L’afa e i colpi di calore: i rischi per gli animali

Il sole cocente arroventa l’asfalto e rende l’aria torrida. Con l’alzarsi della colonnina di mercurio è necessario aumentare l’attenzione per tutelare la salute dei nostri animali. I rischio del “colpo di calore”, infatti, è tanto tangibile quanto pericoloso. «Gli animali – spiega Giuliano Lazzarini, medico veterinario specialista nelle malattie dei piccoli animali – vanno protetti dal caldo poiché non hanno la possibilità di avere una termoregolazione attraverso la sudorazione al pari di noi umani. Hanno, infatti, pochissime ghiandole sudoripare concentrate principalmente nella zona dei polpastrelli, dunque la loro termoregolazione avviene soprattutto attraverso un aumento della respirazione. Se poi il cane è un brachicefalo, il rischio è ancora maggiore». Attenzione perché, in determinate situazioni, proprio l’aumento della respirazione può portare ad un aumento della temperatura del quattro zampe attraverso una sorta di “effetto paradosso”. Un eccessivo aumento della temperatura corporea, può esporre l’animale al cosiddetto “colpo di calore” e mettere seriamente a rischio la sua vita. «È assolutamente fondamentale, quando è molto caldo, tenere i cani al riparo dal sole possibilmente in un luogo fresco – sottolinea Lazzarini –. Se ciò non è possibile, ad esempio quando si è in giro, è bene bagnare l’animale frequentemente in modo tale da diminuirne la temperatura corporea».
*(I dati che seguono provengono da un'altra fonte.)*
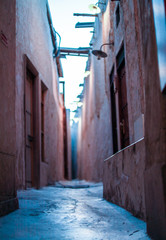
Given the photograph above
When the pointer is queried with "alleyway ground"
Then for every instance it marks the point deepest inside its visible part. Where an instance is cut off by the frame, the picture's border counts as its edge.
(70, 213)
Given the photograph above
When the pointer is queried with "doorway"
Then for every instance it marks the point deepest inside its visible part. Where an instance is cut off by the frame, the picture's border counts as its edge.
(113, 113)
(29, 123)
(123, 105)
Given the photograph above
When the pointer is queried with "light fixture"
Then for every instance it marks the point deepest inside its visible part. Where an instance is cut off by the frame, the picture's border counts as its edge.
(94, 8)
(84, 15)
(86, 73)
(84, 25)
(99, 53)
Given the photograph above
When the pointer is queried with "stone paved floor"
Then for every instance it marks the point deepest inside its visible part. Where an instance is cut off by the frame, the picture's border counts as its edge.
(61, 213)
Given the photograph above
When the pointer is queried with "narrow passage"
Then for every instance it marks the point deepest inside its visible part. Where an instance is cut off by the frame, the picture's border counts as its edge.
(69, 212)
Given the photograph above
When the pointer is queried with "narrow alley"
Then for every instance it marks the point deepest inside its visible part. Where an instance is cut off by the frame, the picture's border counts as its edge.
(70, 213)
(82, 119)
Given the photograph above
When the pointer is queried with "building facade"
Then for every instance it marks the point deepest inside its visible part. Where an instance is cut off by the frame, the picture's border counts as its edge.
(121, 135)
(31, 129)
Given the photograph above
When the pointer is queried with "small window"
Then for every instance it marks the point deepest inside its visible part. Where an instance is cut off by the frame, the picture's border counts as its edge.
(117, 16)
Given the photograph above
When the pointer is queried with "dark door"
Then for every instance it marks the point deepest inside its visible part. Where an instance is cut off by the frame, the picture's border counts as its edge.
(123, 106)
(29, 121)
(113, 113)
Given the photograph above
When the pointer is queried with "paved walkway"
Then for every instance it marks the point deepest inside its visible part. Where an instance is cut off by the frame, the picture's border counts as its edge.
(69, 213)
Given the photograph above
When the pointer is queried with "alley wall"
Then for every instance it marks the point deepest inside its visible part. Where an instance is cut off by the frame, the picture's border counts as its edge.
(34, 52)
(8, 200)
(102, 127)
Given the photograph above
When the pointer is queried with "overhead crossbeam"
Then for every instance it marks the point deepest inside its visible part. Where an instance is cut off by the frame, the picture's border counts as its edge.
(81, 52)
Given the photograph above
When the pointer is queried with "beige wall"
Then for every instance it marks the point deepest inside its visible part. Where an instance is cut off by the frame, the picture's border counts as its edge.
(155, 133)
(33, 39)
(123, 179)
(96, 127)
(8, 201)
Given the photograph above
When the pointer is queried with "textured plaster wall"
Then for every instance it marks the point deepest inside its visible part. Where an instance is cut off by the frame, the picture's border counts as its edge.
(33, 38)
(124, 171)
(155, 129)
(96, 128)
(7, 98)
(94, 143)
(123, 179)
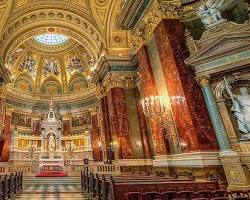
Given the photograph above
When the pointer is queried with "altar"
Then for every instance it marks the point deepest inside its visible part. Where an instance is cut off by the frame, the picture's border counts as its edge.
(51, 160)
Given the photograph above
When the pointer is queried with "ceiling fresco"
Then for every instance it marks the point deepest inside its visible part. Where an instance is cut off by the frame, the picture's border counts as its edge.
(42, 70)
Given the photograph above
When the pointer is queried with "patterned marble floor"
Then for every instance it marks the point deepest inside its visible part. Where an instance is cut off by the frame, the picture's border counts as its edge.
(52, 189)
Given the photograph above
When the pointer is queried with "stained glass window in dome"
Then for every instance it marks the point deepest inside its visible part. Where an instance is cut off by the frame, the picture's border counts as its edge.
(51, 39)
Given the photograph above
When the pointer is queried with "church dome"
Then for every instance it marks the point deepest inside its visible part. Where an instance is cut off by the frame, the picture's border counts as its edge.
(50, 64)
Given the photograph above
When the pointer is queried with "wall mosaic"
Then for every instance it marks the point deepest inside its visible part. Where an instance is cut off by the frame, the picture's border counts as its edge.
(81, 120)
(21, 119)
(51, 88)
(74, 64)
(51, 66)
(23, 85)
(28, 64)
(78, 85)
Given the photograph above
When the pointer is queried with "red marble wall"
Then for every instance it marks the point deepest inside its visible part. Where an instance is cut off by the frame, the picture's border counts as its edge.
(105, 126)
(6, 146)
(191, 116)
(66, 127)
(149, 89)
(36, 127)
(143, 127)
(119, 123)
(97, 152)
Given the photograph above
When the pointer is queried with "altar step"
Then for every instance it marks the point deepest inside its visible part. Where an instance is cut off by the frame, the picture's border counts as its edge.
(56, 188)
(51, 181)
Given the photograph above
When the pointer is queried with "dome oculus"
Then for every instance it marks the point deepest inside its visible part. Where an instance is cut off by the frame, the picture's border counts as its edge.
(51, 39)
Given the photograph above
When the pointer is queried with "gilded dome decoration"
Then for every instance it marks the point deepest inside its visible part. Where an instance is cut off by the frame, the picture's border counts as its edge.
(51, 39)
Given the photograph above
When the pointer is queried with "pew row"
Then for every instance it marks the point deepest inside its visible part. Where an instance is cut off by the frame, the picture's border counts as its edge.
(11, 185)
(115, 187)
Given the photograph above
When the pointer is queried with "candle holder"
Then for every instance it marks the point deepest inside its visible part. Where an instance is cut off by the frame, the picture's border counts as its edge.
(154, 107)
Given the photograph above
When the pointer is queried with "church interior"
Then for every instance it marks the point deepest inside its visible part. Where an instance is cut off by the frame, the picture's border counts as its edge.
(125, 99)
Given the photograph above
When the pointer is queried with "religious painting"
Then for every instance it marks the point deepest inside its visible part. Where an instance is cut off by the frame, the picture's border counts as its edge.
(51, 89)
(21, 119)
(28, 64)
(23, 85)
(13, 57)
(78, 86)
(51, 66)
(81, 120)
(237, 95)
(74, 64)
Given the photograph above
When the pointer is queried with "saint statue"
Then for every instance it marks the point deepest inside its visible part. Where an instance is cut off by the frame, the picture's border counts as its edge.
(51, 142)
(209, 12)
(241, 109)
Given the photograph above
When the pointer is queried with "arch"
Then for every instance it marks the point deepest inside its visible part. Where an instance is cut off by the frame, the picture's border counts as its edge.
(51, 86)
(37, 22)
(24, 82)
(78, 83)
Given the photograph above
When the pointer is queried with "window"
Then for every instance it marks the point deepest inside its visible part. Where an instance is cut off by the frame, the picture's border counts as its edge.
(51, 39)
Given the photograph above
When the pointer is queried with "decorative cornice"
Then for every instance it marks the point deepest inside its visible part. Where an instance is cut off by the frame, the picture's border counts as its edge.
(160, 9)
(2, 91)
(116, 81)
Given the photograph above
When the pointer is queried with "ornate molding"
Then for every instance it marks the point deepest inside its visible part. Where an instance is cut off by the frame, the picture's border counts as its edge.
(157, 11)
(115, 81)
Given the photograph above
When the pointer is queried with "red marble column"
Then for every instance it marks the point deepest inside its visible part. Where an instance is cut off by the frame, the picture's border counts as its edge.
(6, 146)
(191, 116)
(36, 127)
(66, 127)
(97, 152)
(119, 123)
(105, 127)
(149, 89)
(143, 128)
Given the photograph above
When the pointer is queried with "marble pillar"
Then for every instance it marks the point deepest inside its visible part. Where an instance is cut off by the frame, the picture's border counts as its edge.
(148, 87)
(105, 128)
(119, 123)
(215, 116)
(143, 127)
(96, 143)
(189, 110)
(237, 177)
(7, 135)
Vietato, dunque, passeggiare nelle ore centrali della giornata ma scegliere, invece, di uscire la mattina presto o la sera, momenti questi più indicati anche per dargli da mangiare. Particolare attenzione, poi, ai quattro zampe con il manto bianco poiché sono più esposti all’insorgenza di tumori della pelle dovuti ai raggi nocivi del sole. «In estate – consiglia Lazzarini – è indicato proteggerli con un filtro solare 50 da spalmare in zone sensibili come le orecchie». Che fare, infine, in caso di colpo di calore? «Cercare di abbassare la temperatura corporea dell’animale, attraverso l’utilizzo di ghiaccio o alcol sulla nuca ma anche abbassando la temperatura ambientale con l’aria condizionata». E correre, senza indugio, dal veterinario.